When you were a child, have you ever had the experience of wishing that you could spend one whole day by yourself, without your parents’ interference? You would sit around imagining all the wonderful things you could do on your own, like watch TV all day, or play in an amusement park, or eat lots of junk food. Then one day you might get what you wish for. Maybe your parents have something to attend to, and so you’re left at home for the better part of the day. You ecstatically switch on the television set, grab a bag of chips, and then a few hours later, you start thinking, “when are they coming back?”

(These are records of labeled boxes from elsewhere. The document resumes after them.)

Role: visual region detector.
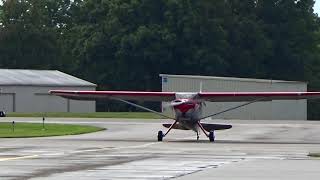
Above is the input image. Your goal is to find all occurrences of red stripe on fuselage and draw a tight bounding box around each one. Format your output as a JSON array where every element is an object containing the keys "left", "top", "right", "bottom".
[{"left": 174, "top": 103, "right": 196, "bottom": 113}]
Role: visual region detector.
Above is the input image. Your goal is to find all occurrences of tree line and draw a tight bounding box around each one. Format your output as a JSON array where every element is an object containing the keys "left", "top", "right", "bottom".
[{"left": 0, "top": 0, "right": 320, "bottom": 118}]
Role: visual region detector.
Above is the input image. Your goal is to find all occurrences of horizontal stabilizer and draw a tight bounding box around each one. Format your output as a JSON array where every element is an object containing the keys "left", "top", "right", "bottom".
[{"left": 201, "top": 123, "right": 232, "bottom": 132}]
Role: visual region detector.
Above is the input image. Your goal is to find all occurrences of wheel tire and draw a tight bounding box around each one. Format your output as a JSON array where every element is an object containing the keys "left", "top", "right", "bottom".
[
  {"left": 209, "top": 131, "right": 215, "bottom": 142},
  {"left": 158, "top": 131, "right": 163, "bottom": 141}
]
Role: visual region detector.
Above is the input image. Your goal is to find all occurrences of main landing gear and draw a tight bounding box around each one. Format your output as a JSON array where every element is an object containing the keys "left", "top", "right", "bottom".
[
  {"left": 158, "top": 121, "right": 178, "bottom": 141},
  {"left": 197, "top": 121, "right": 215, "bottom": 142},
  {"left": 158, "top": 131, "right": 164, "bottom": 141}
]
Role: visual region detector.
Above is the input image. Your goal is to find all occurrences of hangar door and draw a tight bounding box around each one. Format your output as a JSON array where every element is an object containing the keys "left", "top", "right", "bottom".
[{"left": 0, "top": 93, "right": 15, "bottom": 112}]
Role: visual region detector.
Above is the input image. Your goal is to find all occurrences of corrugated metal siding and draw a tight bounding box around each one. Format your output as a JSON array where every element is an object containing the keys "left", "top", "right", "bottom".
[
  {"left": 161, "top": 75, "right": 307, "bottom": 120},
  {"left": 0, "top": 86, "right": 96, "bottom": 112}
]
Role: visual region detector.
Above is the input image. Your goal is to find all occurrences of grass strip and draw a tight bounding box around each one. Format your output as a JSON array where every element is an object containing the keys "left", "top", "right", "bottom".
[{"left": 0, "top": 122, "right": 105, "bottom": 138}]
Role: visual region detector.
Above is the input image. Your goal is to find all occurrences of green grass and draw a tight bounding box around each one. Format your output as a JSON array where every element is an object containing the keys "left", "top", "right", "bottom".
[
  {"left": 308, "top": 153, "right": 320, "bottom": 157},
  {"left": 7, "top": 112, "right": 161, "bottom": 119},
  {"left": 0, "top": 122, "right": 104, "bottom": 138}
]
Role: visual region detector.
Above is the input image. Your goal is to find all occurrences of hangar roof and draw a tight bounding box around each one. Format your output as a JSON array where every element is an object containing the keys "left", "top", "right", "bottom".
[
  {"left": 159, "top": 74, "right": 307, "bottom": 84},
  {"left": 0, "top": 69, "right": 97, "bottom": 87}
]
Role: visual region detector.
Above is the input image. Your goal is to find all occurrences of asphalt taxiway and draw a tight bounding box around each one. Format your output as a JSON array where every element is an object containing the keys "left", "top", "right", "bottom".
[{"left": 0, "top": 118, "right": 320, "bottom": 180}]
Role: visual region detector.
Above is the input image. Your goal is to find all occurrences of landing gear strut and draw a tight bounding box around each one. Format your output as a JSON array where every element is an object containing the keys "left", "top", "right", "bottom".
[
  {"left": 158, "top": 121, "right": 178, "bottom": 141},
  {"left": 197, "top": 131, "right": 199, "bottom": 141},
  {"left": 158, "top": 131, "right": 164, "bottom": 141},
  {"left": 209, "top": 131, "right": 215, "bottom": 142},
  {"left": 198, "top": 121, "right": 215, "bottom": 142}
]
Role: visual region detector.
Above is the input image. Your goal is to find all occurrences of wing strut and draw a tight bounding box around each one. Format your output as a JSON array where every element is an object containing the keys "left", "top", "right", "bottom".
[
  {"left": 199, "top": 97, "right": 268, "bottom": 121},
  {"left": 110, "top": 97, "right": 176, "bottom": 121}
]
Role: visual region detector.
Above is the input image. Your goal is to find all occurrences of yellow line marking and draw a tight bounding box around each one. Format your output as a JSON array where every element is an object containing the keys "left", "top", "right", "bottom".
[{"left": 0, "top": 155, "right": 38, "bottom": 162}]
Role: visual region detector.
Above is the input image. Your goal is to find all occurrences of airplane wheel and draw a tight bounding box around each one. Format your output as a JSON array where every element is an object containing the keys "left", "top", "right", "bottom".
[
  {"left": 158, "top": 131, "right": 164, "bottom": 141},
  {"left": 209, "top": 131, "right": 215, "bottom": 142}
]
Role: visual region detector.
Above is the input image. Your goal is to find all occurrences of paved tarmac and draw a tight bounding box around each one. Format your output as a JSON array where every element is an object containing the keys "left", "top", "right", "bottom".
[{"left": 0, "top": 118, "right": 320, "bottom": 180}]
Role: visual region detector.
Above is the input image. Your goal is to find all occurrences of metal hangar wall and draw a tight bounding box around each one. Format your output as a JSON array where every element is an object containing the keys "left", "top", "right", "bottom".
[
  {"left": 160, "top": 74, "right": 307, "bottom": 120},
  {"left": 0, "top": 69, "right": 96, "bottom": 112}
]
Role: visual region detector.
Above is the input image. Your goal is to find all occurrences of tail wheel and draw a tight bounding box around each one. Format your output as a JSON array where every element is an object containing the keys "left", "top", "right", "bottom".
[
  {"left": 158, "top": 131, "right": 164, "bottom": 141},
  {"left": 209, "top": 131, "right": 215, "bottom": 142}
]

Such experiences happen to a lot of us. You get an unexpected day off, then wish you were back at work, simply because you don’t know what to do. This is why some people don’t want to retire. They’ll be mooching around at home, meddling in the affairs of their adult offspring. If they have no friends or hobbies, they’ll basically be waiting for the day to end. It’s worse, of course, if you’re not at retirement age and just simply unemployed. You gradually deplete your monetary resources doing unproductive things that make you ashamed of yourself.

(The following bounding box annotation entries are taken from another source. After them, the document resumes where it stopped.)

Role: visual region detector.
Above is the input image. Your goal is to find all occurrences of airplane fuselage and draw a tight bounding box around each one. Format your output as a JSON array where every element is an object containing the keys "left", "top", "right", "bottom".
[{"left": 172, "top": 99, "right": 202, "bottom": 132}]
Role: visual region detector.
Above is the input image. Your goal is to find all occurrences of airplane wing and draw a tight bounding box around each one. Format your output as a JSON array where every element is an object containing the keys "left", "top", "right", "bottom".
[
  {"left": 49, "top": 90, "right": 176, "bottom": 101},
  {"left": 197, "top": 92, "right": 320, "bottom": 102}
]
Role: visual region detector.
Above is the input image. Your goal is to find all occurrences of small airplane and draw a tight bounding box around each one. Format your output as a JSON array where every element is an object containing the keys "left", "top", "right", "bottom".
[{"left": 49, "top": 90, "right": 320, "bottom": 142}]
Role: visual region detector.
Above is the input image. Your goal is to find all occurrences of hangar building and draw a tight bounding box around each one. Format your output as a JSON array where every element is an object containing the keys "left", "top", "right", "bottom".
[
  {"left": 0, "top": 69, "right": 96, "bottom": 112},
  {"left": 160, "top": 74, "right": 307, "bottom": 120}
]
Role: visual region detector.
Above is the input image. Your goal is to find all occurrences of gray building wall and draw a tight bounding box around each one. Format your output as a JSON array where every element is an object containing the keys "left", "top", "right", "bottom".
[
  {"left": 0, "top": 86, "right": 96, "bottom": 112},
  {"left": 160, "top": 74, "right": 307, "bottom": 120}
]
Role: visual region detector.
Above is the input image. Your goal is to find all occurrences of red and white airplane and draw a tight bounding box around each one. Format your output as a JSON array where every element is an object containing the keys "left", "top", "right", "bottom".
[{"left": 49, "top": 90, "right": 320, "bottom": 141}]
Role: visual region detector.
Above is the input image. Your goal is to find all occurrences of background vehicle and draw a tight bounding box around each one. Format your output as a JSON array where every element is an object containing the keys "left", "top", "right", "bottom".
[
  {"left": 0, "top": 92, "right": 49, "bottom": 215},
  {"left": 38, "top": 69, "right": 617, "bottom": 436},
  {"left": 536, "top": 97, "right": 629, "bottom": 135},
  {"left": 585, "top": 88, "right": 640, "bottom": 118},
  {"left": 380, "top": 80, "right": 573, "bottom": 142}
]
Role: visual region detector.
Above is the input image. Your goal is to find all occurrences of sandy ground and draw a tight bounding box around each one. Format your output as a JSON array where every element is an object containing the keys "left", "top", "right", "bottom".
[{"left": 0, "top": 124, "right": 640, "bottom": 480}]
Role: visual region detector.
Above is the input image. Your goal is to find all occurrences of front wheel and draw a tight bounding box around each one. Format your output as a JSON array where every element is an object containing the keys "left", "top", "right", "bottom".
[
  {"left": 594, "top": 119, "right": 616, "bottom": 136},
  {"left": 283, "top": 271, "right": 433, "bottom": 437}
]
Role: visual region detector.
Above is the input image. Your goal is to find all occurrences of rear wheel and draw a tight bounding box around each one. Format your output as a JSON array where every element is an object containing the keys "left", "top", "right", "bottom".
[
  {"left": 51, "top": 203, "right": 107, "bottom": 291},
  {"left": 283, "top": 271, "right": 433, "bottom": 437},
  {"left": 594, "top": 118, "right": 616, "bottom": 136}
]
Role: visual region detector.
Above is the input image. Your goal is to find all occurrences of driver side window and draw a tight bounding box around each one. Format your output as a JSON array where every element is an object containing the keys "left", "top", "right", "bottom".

I once listened to a talk by a Singaporean duo. 1 of them was a talented manga artist and the other was a computer programmer who made a website where everyone could upload and showcase their comic creations. The computer programmer told us very sternly that no matter what we do, never quit our day job. He once tried a start-up, and to put it simply, Steve Jobs’ mantra of pursuing your passions doesn’t work out in reality. He was very cynical, but there was one point he put forward that struck true to me. When you’re a freelance worker, you end up working even harder than if you had a day job, because you are constantly doubting whether what you’re doing is enough.
That frames the horror of unemployment, not knowing what to do, and how much. Not only that, freelancers don’t always earn a lot of money. Sometimes you can pay the bills, sometimes you can’t. It’s a life framed with uncertainty. The famous people succeed and are raised by the media, only because they seem to have it all — they don’t have to endure sitting in an office facing bosses, they get to do what they like, and they also earn money from it. The reason why these examples are so prominent is because they don’t often happen. Sometimes all the struggles and the debts and the insomnia do not lead up to success.

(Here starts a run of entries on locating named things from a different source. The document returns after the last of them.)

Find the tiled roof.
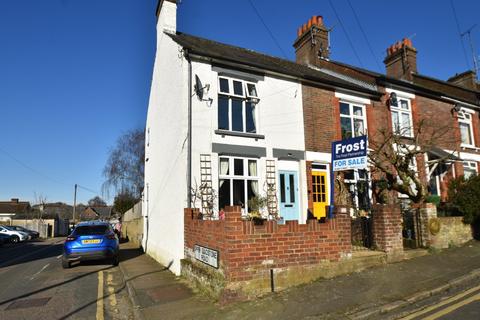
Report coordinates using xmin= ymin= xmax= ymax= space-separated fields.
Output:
xmin=166 ymin=32 xmax=379 ymax=95
xmin=166 ymin=32 xmax=480 ymax=105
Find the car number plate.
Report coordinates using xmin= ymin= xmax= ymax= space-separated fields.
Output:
xmin=82 ymin=239 xmax=100 ymax=244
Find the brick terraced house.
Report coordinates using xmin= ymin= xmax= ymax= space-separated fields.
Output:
xmin=142 ymin=0 xmax=480 ymax=296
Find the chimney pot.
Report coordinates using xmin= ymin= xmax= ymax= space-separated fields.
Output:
xmin=384 ymin=38 xmax=417 ymax=81
xmin=293 ymin=15 xmax=330 ymax=64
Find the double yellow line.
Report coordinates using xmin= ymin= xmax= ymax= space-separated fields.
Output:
xmin=401 ymin=286 xmax=480 ymax=320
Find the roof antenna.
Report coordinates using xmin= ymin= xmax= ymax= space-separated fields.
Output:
xmin=460 ymin=24 xmax=478 ymax=80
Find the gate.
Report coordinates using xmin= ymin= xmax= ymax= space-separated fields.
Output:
xmin=402 ymin=206 xmax=422 ymax=249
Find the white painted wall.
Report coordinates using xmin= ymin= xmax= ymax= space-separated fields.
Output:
xmin=188 ymin=61 xmax=308 ymax=220
xmin=142 ymin=1 xmax=188 ymax=274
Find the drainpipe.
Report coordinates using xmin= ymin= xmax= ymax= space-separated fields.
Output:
xmin=184 ymin=49 xmax=192 ymax=208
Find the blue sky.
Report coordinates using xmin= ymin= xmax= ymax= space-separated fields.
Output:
xmin=0 ymin=0 xmax=480 ymax=203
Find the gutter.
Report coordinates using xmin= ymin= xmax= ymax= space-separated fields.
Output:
xmin=184 ymin=49 xmax=192 ymax=208
xmin=184 ymin=52 xmax=383 ymax=100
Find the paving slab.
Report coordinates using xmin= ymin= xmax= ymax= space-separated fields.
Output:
xmin=120 ymin=241 xmax=480 ymax=319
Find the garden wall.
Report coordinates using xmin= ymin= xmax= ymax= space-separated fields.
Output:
xmin=430 ymin=217 xmax=473 ymax=249
xmin=182 ymin=207 xmax=351 ymax=300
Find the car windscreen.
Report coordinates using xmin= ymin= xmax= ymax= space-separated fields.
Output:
xmin=73 ymin=225 xmax=108 ymax=236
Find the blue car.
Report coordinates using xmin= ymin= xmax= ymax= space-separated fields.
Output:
xmin=62 ymin=221 xmax=119 ymax=268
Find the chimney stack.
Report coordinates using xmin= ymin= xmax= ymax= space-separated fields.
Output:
xmin=447 ymin=70 xmax=479 ymax=90
xmin=383 ymin=38 xmax=417 ymax=81
xmin=293 ymin=16 xmax=330 ymax=65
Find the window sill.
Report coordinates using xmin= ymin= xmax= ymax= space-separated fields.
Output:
xmin=460 ymin=144 xmax=480 ymax=152
xmin=215 ymin=129 xmax=265 ymax=140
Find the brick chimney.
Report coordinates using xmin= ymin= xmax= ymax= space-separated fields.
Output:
xmin=447 ymin=70 xmax=479 ymax=90
xmin=383 ymin=38 xmax=417 ymax=81
xmin=293 ymin=16 xmax=330 ymax=65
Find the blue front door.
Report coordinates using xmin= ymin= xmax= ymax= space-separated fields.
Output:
xmin=278 ymin=170 xmax=299 ymax=220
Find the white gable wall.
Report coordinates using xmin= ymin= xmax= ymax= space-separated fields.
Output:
xmin=142 ymin=1 xmax=188 ymax=274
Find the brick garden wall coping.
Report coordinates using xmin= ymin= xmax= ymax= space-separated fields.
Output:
xmin=184 ymin=207 xmax=351 ymax=282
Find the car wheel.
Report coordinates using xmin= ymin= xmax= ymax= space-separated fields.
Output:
xmin=112 ymin=254 xmax=120 ymax=266
xmin=62 ymin=259 xmax=71 ymax=269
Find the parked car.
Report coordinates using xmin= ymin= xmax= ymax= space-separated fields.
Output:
xmin=62 ymin=221 xmax=119 ymax=268
xmin=0 ymin=233 xmax=12 ymax=246
xmin=0 ymin=226 xmax=30 ymax=243
xmin=8 ymin=226 xmax=40 ymax=239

That said, there are jobs that are so bad that it can really be spiritually uplifting to leave them, and in those cases I always recommend to go for it. The worst thing that can happen is to feel stuck in a job that makes you unhappy, because there really isn’t a lot of leisure time we have in a week to reverse it. I’ve been through loads of bad jobs (well maybe not loads, but sufficient) to know that sometimes even staying at home is emotionally healthier than continuing with it. What is important is to follow up with a concrete plan, or even just a schedule, of what to do each day. Having a rigid routine to follow sounds a little pointless, but it makes use of the time and gives you a sense of purpose. And of course, like every normal person, you can envision ways to break out of your own schedule once in a while and rebel against yourself.